Catalog + topic map (NB00, NB01) — every table tagged by tenant,
agency, primary biological topic; tenant × topic and agency × topic
coverage; topic concentration and per-tenant synergy capacity.
Linkage atlas (NB02) — 29 canonical join keys scanned across the
catalog, yielding 536 cross-tenant bridges (tenant×topic pairs sharing
≥ 1 join key).
Realized-use audit + synthesis (NB03, NB04) — 66 BERIL projects mined
for actual cross-tenant use. 77% are already cross-tenant; kbase × kescience dominates realized use. Five concrete synergy use cases derived
from the highest-leverage untapped bridges (structural fitness, subsurface
viral ecology, GTDB ↔ KBase harmonization, pathogens-in-environment, ENVO
ontology coverage). UC1 (structural fitness) sample-validated against the
live cluster (55,454 genes × AlphaFold).
Depth inventory (NB05) — 65 curated headline tables × COUNT(*) /
COUNT(DISTINCT) against the live cluster, rolled up by biological
entity class (genomes, genes, proteins, structures, fitness, samples,
community profiles, mass spec, viruses, biochemistry, literature).

Key Findings

Finding 1: BERDL has billion-row depth across 10+ biological dimensions

Per-entity-class data volume (log scale)

65 curated 'headline' tables hit on the live cluster show BERDL is simultaneously deep across genomes, genes, proteins, structures, phenotype/fitness, samples, community profiles, mass spec, viruses, biochemistry, ontology, environment, and literature. The single largest entity table is kbase_ke_pangenome.gene at 1,011,650,903 rows (~3.4K genes × 293K genomes).

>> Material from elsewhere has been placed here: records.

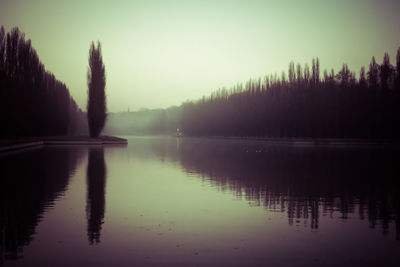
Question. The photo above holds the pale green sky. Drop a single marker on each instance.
(160, 53)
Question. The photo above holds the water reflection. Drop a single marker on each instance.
(304, 182)
(96, 182)
(30, 183)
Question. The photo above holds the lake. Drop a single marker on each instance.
(164, 201)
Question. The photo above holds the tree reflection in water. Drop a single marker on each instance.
(95, 205)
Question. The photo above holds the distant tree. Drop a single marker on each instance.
(385, 71)
(299, 74)
(291, 73)
(96, 108)
(2, 47)
(398, 69)
(344, 76)
(317, 72)
(306, 74)
(362, 82)
(373, 73)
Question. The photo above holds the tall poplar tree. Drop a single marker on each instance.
(96, 107)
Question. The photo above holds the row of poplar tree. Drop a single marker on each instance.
(32, 101)
(303, 104)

(Notebook: 05_data_volume.ipynb)

Finding 2: Topic coverage is heavily skewed; DOE-BER is the only broad-coverage funder

Agency × biological topic coverage

DOE-BER spans every topic (15 / 15); Defense / HHS = mono-topic (PhageFoundry, all mobile_phage); ARPA-H (PROTECT) spans 6 topics; NSF (Planet Microbe), DOE-FE (NETL), DOI (USGS) are narrow in topic but cover unique sample types. Topic concentration: 6 topics are >75 % single-owner (mobile_phage 96 % PhageFoundry, pangenome 79 % kbase, reference_protein 78 % refdata, etc.); 7 topics are cross-tenant with top tenant ≤ 55 % share (taxonomy spans 12 tenants — the broadest cross-tenant surface in BERDL).

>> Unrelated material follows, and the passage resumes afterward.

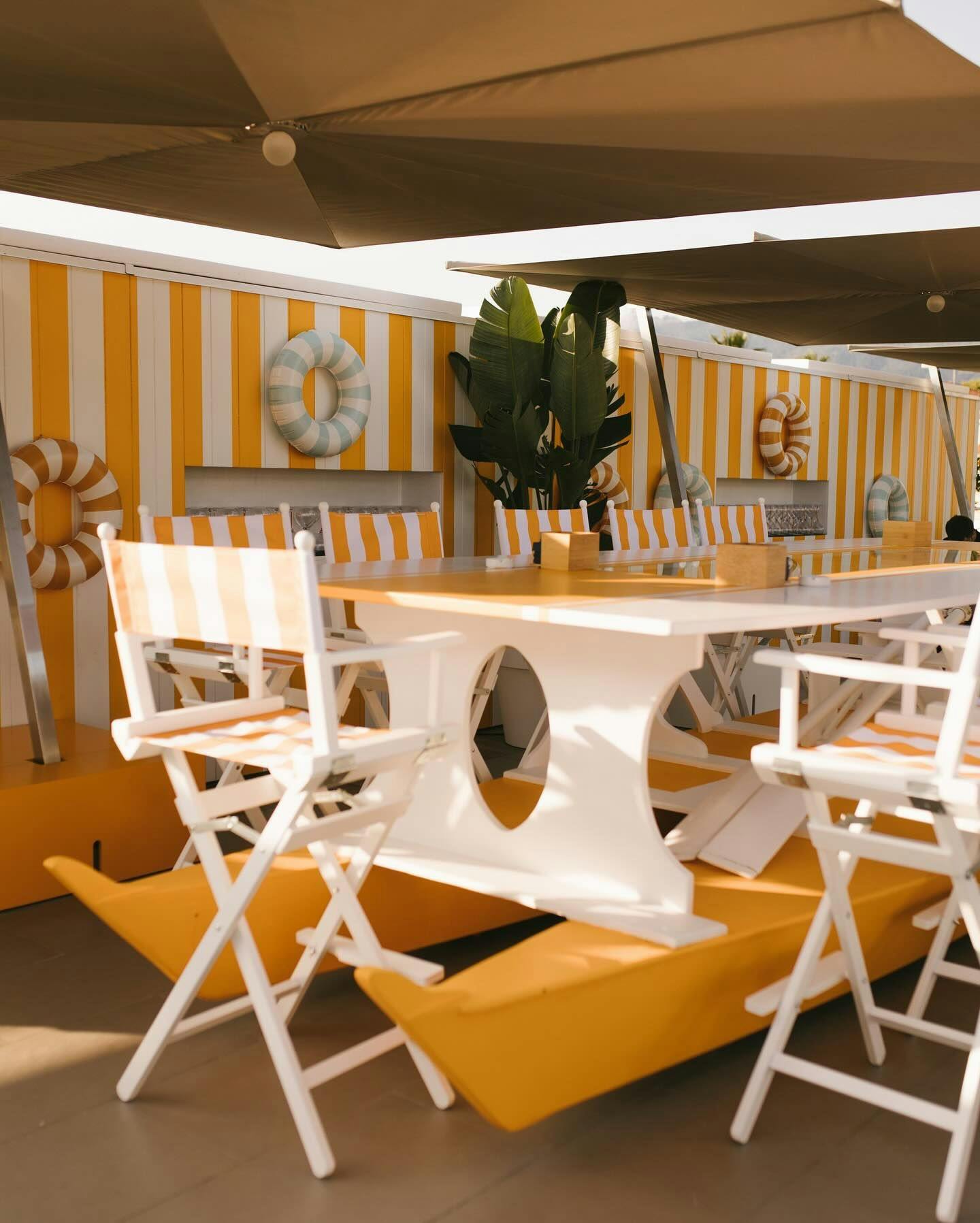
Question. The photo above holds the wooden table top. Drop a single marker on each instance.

Topic concentration — segments are tenants, with top-tenant share annotated

(Notebook: 01_topic_map.ipynb)

Finding 3: 536 cross-tenant bridges define the lakehouse join surface

(Tenant, topic) linkage graph — edges = ≥1 shared canonical join key

29 canonical join keys (genome / taxonomy / sample / annotation / pathway / biochemistry / protein / phage / literature / KBase workspace) were scanned across the catalog. Workhorses by tenant span: sample_id (10 tenants), genome_id (9), ncbi_taxon_id (9), feature_id (9), ec_number (8). 536 unordered cross-tenant bridges exist at the (tenant × topic) cell granularity. Top bridges share up to 7 keys (kbase.pathway ↔ kescience.pathway; kescience.pathway ↔ phagefoundry.mobile_phage; refdata.structural ↔ kescience.structural via alphafold_pdb + pfam + protein_id).

Join keys × tenants — table counts per key/tenant combination

(Notebook: 02_linkage_atlas.ipynb)

Finding 4: 77% of BERIL projects are already cross-tenant; the kbase × kescience axis dominates

BERIL tenant reuse frequency across 66 audited projects

kbase appears in 53/66 projects (80%); kescience in 35/66 (53%); the kbase ↔ kescience realized bridge accounts for 36 cross-tenant projects on its own (mostly pangenome × fitness joins via genome_id and ncbi_taxon_id). Heavy-in-BERDL ≠ heavy-in-reuse: ENIGMA holds 36% of tables but appears in only 6 projects; PhageFoundry holds 14% / 5 projects; PROTECT holds 4% / 2 projects.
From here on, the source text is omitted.